My journey with depression did not end there. Partly because of a too-rapid discontinuation from a prescribed antidepressant, I experienced an exacerbation of my previous symptoms, and also started experiencing some new ones, which persisted even after I went back on antidepressants. I developed unexplained aches and pains, fatigue, poor concentration, memory, and other cognitive problems, emotional blunting, and dysphoria, a symptom characterised by a sense of unease, unhappiness, and anguish. I found that I was becoming less social, instead wanting to hide myself away from others and retreat to a ‘safe space’. I found that I had no real goals in life – as if I just existed from one day to the next.

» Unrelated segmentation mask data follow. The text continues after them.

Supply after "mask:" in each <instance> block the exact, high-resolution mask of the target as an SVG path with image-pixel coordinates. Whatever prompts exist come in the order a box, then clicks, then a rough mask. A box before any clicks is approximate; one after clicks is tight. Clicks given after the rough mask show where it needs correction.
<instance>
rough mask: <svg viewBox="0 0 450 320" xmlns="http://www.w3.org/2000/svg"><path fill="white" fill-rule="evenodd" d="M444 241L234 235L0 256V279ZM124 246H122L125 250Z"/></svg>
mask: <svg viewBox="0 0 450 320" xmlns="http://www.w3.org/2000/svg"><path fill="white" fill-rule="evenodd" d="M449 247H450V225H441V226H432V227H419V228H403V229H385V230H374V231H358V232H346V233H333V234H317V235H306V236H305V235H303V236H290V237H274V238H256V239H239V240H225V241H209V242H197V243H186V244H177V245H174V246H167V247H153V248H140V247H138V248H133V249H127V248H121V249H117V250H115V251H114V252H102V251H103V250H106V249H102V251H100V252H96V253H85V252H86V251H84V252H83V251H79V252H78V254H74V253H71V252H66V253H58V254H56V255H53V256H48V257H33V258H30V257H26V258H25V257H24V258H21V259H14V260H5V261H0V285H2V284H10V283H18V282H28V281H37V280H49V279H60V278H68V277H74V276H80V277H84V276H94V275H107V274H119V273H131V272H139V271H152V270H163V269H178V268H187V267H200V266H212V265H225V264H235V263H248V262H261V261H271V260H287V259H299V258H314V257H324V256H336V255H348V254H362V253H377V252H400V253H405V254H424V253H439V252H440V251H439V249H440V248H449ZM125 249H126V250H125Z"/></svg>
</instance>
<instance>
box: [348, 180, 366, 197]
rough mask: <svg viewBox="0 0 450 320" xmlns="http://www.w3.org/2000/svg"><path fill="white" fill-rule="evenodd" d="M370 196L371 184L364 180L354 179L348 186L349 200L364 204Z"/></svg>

While I am still recovering from this setback, and trying to manage my chronic depression as much as possible, there are a number of things that have helped me. One is to gain a sense of purpose in life – this doesn’t have to be paid employment, but could be volunteering, education, or even self-taught learning of an instrument or language. I have found that doing structured activities encourages me to be more sociable and helps me take my mind off any challenges I am going through, as well as helping me feel as if I am giving something back to society. I also found that limiting my alcohol consumption has helped – alcohol is after all a depressant.
I believe that exercise can help immensely. I enjoy hillwalking, and while I often start a walk feeling that I should have stayed in bed, I end the day feeling considerably more upbeat. Walking also enables me to engage with my other main hobby, photography, and looking at the photos afterwards helps me to associate walking with positive memories and emotions.
While chronic depression can be harder to treat than ‘classic’ acute depression, there are still ways that individuals can minimise negative emotions and gain more of a sense of hope and optimism. While I may live with this condition for the rest of my life, I have more awareness of it and how I can manage it constructively.